Aujourd’hui, nous sommes à un de ces tournants de l’histoire religieuse où l’esprit religieux ne peut plus se renfermer dans la forme religieuse existante et tend à la rompre. Nous sommes donc en présence d’une évolution de l’esprit religieux qui, comme toujours, se traduit en une dissolution de la religion. Et la vive résistance que le Vatican oppose aux idées des abbés Murri, Loisy, Houtin, Tyrrell, etc., dit assez clairement que, aujourd’hui encore, la religion aperçoit comme sa propre dissolution l’évolution de l’esprit religieux.

L’esprit religieux détruira encore une fois la religion, et peut-être en constituera une autre.
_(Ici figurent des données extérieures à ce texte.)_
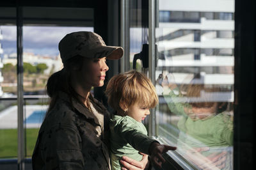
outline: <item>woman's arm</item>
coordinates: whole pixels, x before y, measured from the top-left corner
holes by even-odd
[[[125,156],[122,157],[122,159],[120,160],[120,162],[124,166],[124,167],[122,167],[122,169],[148,169],[150,166],[148,155],[142,153],[140,153],[140,154],[143,155],[141,161],[137,161]]]

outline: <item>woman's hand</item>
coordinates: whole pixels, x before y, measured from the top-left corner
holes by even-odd
[[[132,170],[138,170],[138,169],[147,169],[149,166],[149,162],[148,160],[148,155],[142,153],[140,153],[142,155],[142,159],[141,161],[137,161],[136,160],[132,159],[128,157],[124,156],[120,160],[121,164],[124,166],[122,167],[122,170],[132,169]]]

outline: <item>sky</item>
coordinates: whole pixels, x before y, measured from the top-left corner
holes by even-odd
[[[15,26],[0,26],[3,40],[0,40],[3,54],[17,52],[17,29]],[[93,31],[93,27],[23,27],[23,52],[36,55],[54,57],[58,55],[59,42],[67,33],[79,31]]]

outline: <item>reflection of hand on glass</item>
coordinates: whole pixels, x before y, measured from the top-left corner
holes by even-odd
[[[226,166],[227,151],[213,153],[207,157],[200,152],[207,151],[208,147],[195,148],[187,151],[189,158],[202,169],[221,169]]]

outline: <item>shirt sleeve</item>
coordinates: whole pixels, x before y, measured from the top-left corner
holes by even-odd
[[[82,169],[84,159],[79,132],[68,126],[56,126],[45,132],[42,149],[45,169]]]
[[[115,127],[114,131],[125,139],[134,149],[147,155],[149,154],[150,144],[154,141],[157,142],[143,134],[141,128],[129,119],[124,118]]]

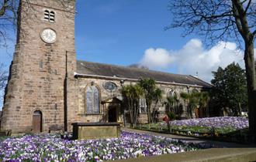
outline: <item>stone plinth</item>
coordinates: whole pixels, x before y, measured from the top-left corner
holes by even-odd
[[[113,138],[121,133],[119,123],[74,123],[72,126],[74,140]]]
Mais le conflit se renouvellera et il continuera jusqu’à ce que l’esprit religieux ait appris à vivre sans avoir besoin de la religion, c’est-à-dire jusqu’à ce que le sentiment d’unité et de subordination du Moi au Tout (esprit religieux) puisse se maintenir, s’affirmer et se réaliser sans avoir besoin de représentations et de figurations intellectuelles (croyances religieuses), mais uniquement au moyen de concepts philosophiques jusqu’à ce que, en un mot, toute construction religieuse soit transformée, sans laisser de résidus, en connaissance métaphysique.

M. Baldassare Labanca. Professeur d’histoire religieuse à l’Université de Rome

La question posée dans votre lettre s’impose à nous au milieu des luttes nombreuses qui se livrent entre la science et la religion, la philosophie et la théologie, le dogme et la critique, les cléricaux et les libéraux, l’Église et l’État. Voici la question que vous posez : « Assistons-nous à une dissolution ou à une évolution de l’idée religieuse et du sentiment religieux ? » Je réponds qu’ici n’est pas de mise l’aut, aut de la logique. Dans les questions historiques et pratiques, aut s’applique souvent à l’excès. Aujourd’hui, en fait, on assiste, sous divers aspects et en même temps, à une dissolution et à une évolution de la religion.

D’un côté, on voit se dissoudre en grande partie dans la religion le passé théologique, dogmatique, liturgique, ecclésiastique ; parce que la science, la critique, la philosophie, la recherche historique et la politique combattent la théologie, le dogme, le culte et l’Église. Mais celui qui observe bien et qui n’a pas la vue courte s’aperçoit que la théologie, le dogme, les rites et l’Église ne sont pas la religion. Ils en sont plutôt les successives explications, déterminations et organisations, acceptées ou non, soutenues ou attaquées au cours des siècles.

La véritable religion, qui persiste au milieu des conflits théoriques, dogmatiques, liturgiques et ecclésiastiques, est celle de la charité, de la bienfaisance, de la justice et de la sainteté, fondée par Jésus de Nazareth. Ainsi comprise, la religion fait renaître le passé disparu de la religion chrétienne, — qui est le passé et le présent de la religion, — à travers les guerres contre le théologisme, le dogmatisme, le liturgisme et l’ecclésiaticisme. Ce sera encore l’avenir de la religion chrétienne, pendant des siècles dont il n’est pas facile de prévoir le nombre.

Difficile à croire, mais pourtant vrai ! Le siècle présent, qui a étudié et critiqué d’une façon extraordinaire la religion en général, et la religion chrétienne en particulier, a été le plus sceptique pour la dogmatique chrétienne dans ses diverses confessions, le plus attentif à travailler pour la charité, la bonté, la justice, la pitié, selon les commandements enseignés et pratiqués par Jésus. Cela veut dire qu’à côté des parties qui se dissolvent existe dans la religion — surtout dans la religion chrétienne — un courant d’idéalisme moral et social qui en constitue l’admirable fonds intrinsèque et l’évolution.

Ce que je vous expose ainsi rapidement, je l’ai montré, avec des arguments et des documents, dans le Christianisme primitif (1886), dans Jésus-Christ dans la littérature contemporaine étrangère et italienne (1903), dans la Papauté, son origine, ses luttes et ses vicissitudes, son avenir (1905), et dans un petit volume allemand : Die Zukunft des Papsttums (l’Avenir de la Papauté) (Tubingen, 1906).